What Service Dogs Offer
July 13, 2020
Visa, a custom-trained assistance dog, helps Liam Clark, 10, navigate life.
Looking around the post-golfing gathering at Park Hills Country Club, Liam’s mother, Tammy Clark of New Enterprise, said, “Liam would never have been able to come to this before Visa. She’s made a huge difference in his life.”
Diagnosed with severe childhood anxiety three years ago, Liam and Visa teamed up two years ago through the help of Service Paws of Central Pennsylvania, a nonprofit founded in 2011 by Leslie Kelly of Altoona, who is deaf, after she struggled to afford an assistance dog.
Before Visa, Liam suffered from severely broken sleep and panic attacks that would last several hours, his mother said.
“She often knows he’s getting anxious before he realizes it,” his mother said. “We didn’t want to put (Liam) on medication. We wanted him to learn how to cope and resolve issues himself and how to calm himself down. Visa has helped him tremendously.”
Liam, Tania DeLeo of Altoona and Combat Marine veteran Branden Hill of Hooversville, Somerset County, worked with Service Paws of Central Pennsylvania to obtain their canines through New Hope Assistance Dogs Inc. in Warren. Accompanied by their dogs, they spoke to the golfers who helped raise more than $10,000 for Service Paws of Central Pennsylvania with an all-day fundraiser Thurday.
Hill received his service dog, Zeke, in June with assistance provided by Service Paws. Hill suffered a traumatic brain injury during his yearlong deployment to Afghanistan in 2008.
After leaving the Marines in 2010 after four years of service, Hill began experiencing post-traumatic stress disorder, including daytime flashbacks and night terrors, and he went for help through the Department of Veterans Affairs in 2014. Hill and Zeke are in the early stages of getting to know one another and will soon go for their training together at New Hope Assistance Dogs.
DeLeo spoke about how she is raising a New Hope service puppy for her son, whom she declined to name because of privacy concerns. An experienced dog handler and owner, DeLeo said COVID-19 has impacted the pace of their dog’s training as well as their business, so the financial help from Service Paws has helped because a service dog is “a huge financial commitment.” The DeLeo family welcomed the then- 8-week-old puppy the day before the state shut down due to COVID-19. She discovered Service Paws while researching how an assistance dog could benefit her son.
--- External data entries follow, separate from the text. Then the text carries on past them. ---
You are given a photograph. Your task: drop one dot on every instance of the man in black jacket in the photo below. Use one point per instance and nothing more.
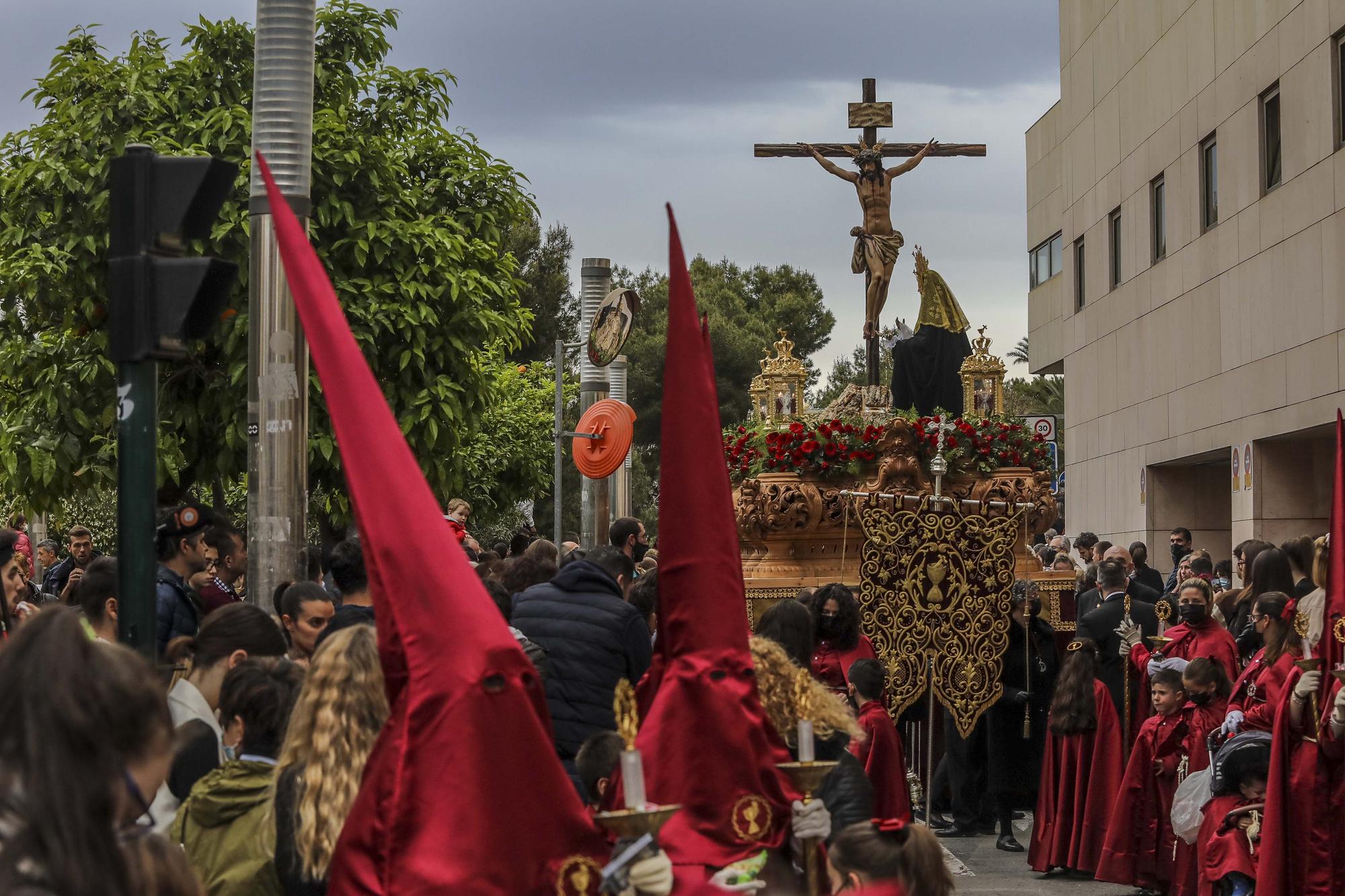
(1091, 599)
(592, 639)
(1102, 624)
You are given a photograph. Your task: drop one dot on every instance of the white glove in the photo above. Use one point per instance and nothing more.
(723, 876)
(1129, 637)
(1308, 685)
(812, 821)
(1172, 662)
(653, 876)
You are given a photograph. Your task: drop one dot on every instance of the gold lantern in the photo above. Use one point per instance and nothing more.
(983, 380)
(778, 391)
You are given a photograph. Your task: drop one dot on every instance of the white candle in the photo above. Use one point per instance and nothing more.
(806, 754)
(633, 779)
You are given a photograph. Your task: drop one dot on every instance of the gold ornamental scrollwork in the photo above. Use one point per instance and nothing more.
(937, 583)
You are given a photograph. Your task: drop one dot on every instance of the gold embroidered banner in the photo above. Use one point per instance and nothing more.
(939, 584)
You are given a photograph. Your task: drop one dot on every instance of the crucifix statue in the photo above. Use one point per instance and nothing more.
(876, 241)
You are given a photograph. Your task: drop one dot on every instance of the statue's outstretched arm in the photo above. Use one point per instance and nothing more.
(831, 166)
(913, 162)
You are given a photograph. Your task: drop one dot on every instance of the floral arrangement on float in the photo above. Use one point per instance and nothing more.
(843, 447)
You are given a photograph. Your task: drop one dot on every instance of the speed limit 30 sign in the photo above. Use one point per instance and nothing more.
(1044, 427)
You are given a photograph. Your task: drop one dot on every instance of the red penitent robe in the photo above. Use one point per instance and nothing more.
(1300, 815)
(1258, 689)
(1188, 642)
(1223, 845)
(880, 754)
(832, 665)
(1141, 845)
(1081, 775)
(1200, 721)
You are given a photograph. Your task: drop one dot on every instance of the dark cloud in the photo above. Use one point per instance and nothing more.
(614, 107)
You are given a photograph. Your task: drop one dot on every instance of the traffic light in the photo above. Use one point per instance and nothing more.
(159, 299)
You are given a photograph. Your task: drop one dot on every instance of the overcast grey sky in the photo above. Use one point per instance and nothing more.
(614, 107)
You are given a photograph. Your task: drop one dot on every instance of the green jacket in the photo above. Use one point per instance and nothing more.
(227, 829)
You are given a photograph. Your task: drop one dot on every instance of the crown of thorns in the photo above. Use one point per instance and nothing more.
(867, 153)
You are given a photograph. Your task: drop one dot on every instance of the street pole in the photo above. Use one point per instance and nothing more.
(560, 451)
(595, 384)
(278, 353)
(621, 481)
(138, 417)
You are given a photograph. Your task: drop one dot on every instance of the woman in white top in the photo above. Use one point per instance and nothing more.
(229, 635)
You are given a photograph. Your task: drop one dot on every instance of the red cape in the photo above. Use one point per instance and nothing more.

Service Paws helps residents obtain a service dog and/or helps defray veterinary costs for those currently using a service dog. The all-volunteer organization serves Blair, Bedford, Cambria, Centre, Clearfield, Huntingdon, Fulton, Clinton, Fayette, Indiana, Jefferson, Mifflin, Westmoreland and Somerset counties.
Joe Fagnani is a charter member of Service Paws. He understands how a service dog enhances quality of life as he is a person with blindness who uses a guide dog.
The annual golf fundraiser provides financial assistance for the purchase of a service dog or to cover veterinary costs for current service dog owners. SPCP sends funds directly to providers treating the dogs or to the school from which a service dog is purchased.
Golfer Tom Smith of Hollidaysburg said, “It’s a wonderful organization, and I’m happy to be on a team and help these people help out others.”
Another participant, Barbara Kooman, said she and her husband, Marty, know Fagnani through the Altoona Rotary Club and their church.
“We’ve seen how having a service dog has given him the opportunity to live independently and to more fully participate in the activities and events that make life interesting,” she said. “Joe is a good role model because he is very engaged in the community. I know folks always approach him to pet his dog. He uses that encounter to help others understand the protocols for people with a service dog.”
The Koomans have supported the golf tournament because “Joe is so passionate about helping others who could benefit from a service dog but may need some financial help to acquire a dog. It’s a great local organization helping adults and kids in our community to become more independent with the help of a service dog.”